Unter dem Zahnradsegment kommt dann eine etwas unförmige Metallplatte zum Vorschein. Sie dient dazu, jeweils kurz vor Ablauf von drei Minuten die zwei externen Kontakte des Telephonometers kurzzuschließen. Dazu befinden sich an der Unterseite der blau markierten Stellen Stifte, die die mit grünen Linien markierte Lamelle gegen einen der Kontaktpunkte (grüner Kreis oben im Bild) drücken. Der zweite Kontaktpunkt ist ebenfalls mit einem grünen Kreis markiert.
Die unförmige Metallplatte hat noch eine weitere Funktion. An der Stelle mit dem roten Pfeil befindet sich eine Nase, die nach Ablauf von 12 Minuten auf einen Begrenzungsstift (roter Kreis) trifft und so das Werk anhält. Beim Rückstellen des Werkes über den Hebel wir die Metallplatte wieder um 360° zurückgedreht. Das folgende Video zeigt den Ablauf des Werkes im Zeitraffer. Man sieht dabei auch, wie die Lamelle an den oberen Kontaktpunkt gedrückt wird.

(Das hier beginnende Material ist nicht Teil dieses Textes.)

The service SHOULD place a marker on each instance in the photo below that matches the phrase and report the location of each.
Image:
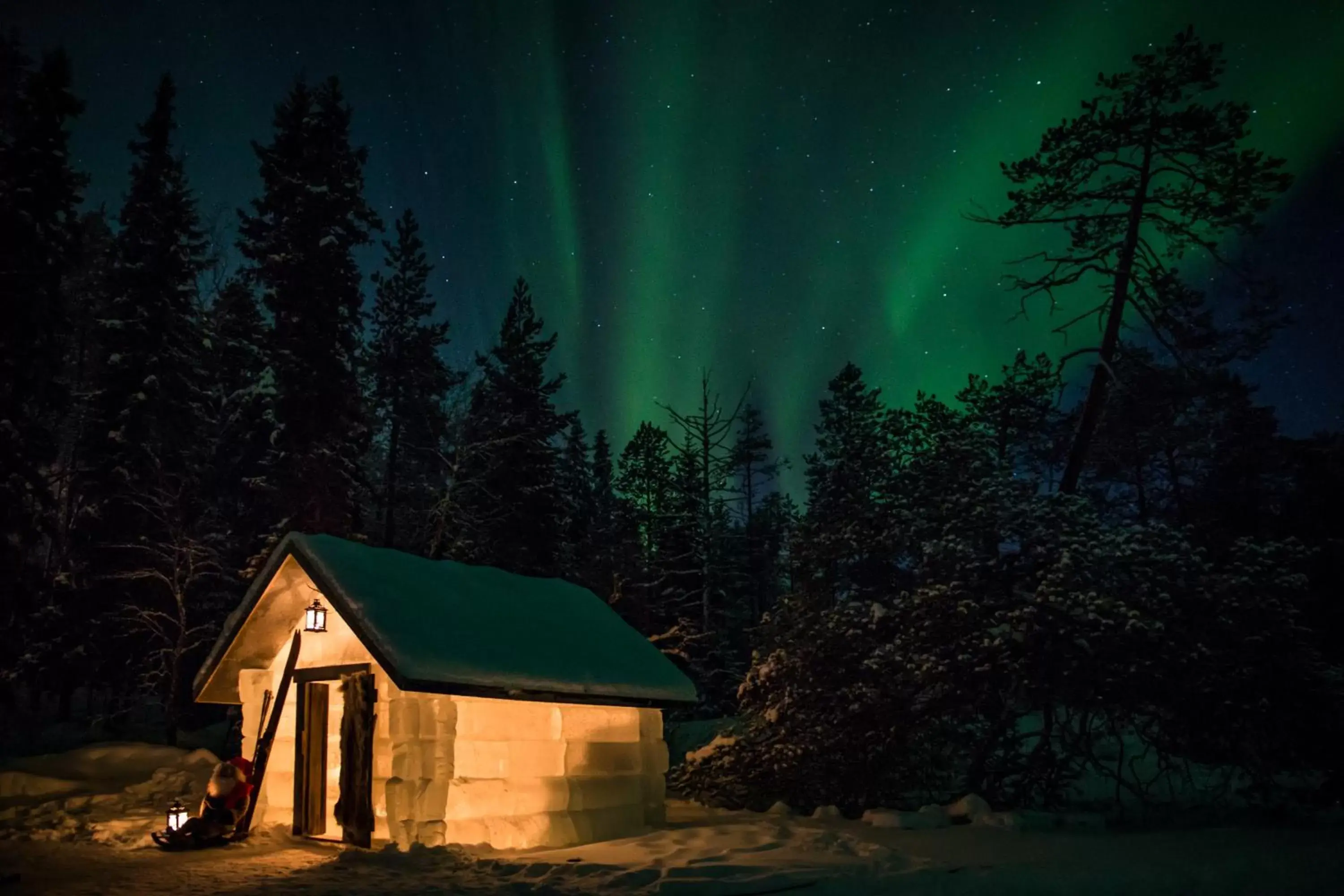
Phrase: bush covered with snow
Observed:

So sieht die Rückseite der Metallplatte aus:
Das goldfarbene Rad ist das Minutenrad, das mit dem Räderwerk verbunden ist. Das silberfarbene Rad sieht zunächst aus wie ein Federhaus, ist aber keines, sondern lediglich ein großes Rad mit sehr feiner Verzahnung. Beide Räder sind zusammengepresst und sitzen lose auf der Metallplatte. Die zwei seitlichen Sperrklinken greifen beim Ablaufen des Werkes, also bei Drehung des Minutenrades, in das silberne Rad ein und drehen so die Metallplatte mit.
Leider sind bei vielen Telephonometer-Werken die dünnen Federn dieser Sperrklinken verbogen oder abgebrochen. Sie lassen sich aber bei Bedarf durch zurechtgebogene Klinkenfedern anderer Uhrwerke ersetzen. Die Schrauben der Klinken haben übrigens ein Linksgewinde, auch wenn sie nicht bei allen Werken drei Schlitze als Kennzeichnung eines Linksgewindes aufweisen!

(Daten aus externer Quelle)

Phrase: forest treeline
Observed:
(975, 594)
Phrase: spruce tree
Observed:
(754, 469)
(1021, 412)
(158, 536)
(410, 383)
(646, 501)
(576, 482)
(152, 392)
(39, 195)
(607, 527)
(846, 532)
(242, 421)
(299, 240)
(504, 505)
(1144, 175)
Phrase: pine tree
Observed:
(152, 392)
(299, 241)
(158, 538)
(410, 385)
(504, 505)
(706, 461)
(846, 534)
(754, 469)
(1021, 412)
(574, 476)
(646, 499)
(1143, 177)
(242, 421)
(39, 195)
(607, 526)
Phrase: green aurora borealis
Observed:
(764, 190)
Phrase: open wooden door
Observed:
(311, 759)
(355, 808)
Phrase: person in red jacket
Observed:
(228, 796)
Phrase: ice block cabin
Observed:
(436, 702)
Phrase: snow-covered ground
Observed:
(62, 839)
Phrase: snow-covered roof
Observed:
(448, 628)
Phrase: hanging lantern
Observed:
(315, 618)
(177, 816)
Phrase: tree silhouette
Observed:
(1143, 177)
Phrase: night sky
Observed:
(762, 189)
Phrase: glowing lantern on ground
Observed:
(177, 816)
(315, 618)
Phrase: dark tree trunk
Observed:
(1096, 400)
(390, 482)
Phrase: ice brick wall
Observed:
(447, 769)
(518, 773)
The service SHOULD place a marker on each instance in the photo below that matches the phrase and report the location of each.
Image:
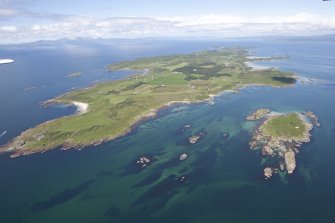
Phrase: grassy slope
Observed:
(115, 106)
(285, 126)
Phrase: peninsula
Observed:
(279, 136)
(110, 110)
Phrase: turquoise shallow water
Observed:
(225, 180)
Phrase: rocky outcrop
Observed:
(260, 113)
(281, 147)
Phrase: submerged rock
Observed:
(268, 172)
(193, 139)
(290, 161)
(183, 156)
(143, 161)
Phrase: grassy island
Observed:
(112, 108)
(285, 126)
(280, 137)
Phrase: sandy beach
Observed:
(81, 107)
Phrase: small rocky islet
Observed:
(280, 135)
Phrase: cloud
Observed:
(8, 29)
(6, 12)
(54, 26)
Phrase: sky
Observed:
(32, 20)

Schauen wir eine Ebene tiefer ins Werk:
An der rechten Seite sieht man die Teile, die für das Kurzschließen der externen Anschlüsse benötigt werden. Etwas links davon sind zwei weitere Sperrklinken zu sehen, die im Bild leider falsch stehen. Die Zähne sollten jeweils in Richtung Werkmitte zeigen. Sie greifen ebenfalls in das große silberfarbene Rad ein, allerdings etwas tiefer als die zwei oben gezeigten Klinken. Diese Sperrklinken hier verhindern das Zurückdrehen der Zugfeder beim Aufziehen. Wie bei einem normalen Uhrwerk auch, dort gibt es aber nur eine Sperrklinke.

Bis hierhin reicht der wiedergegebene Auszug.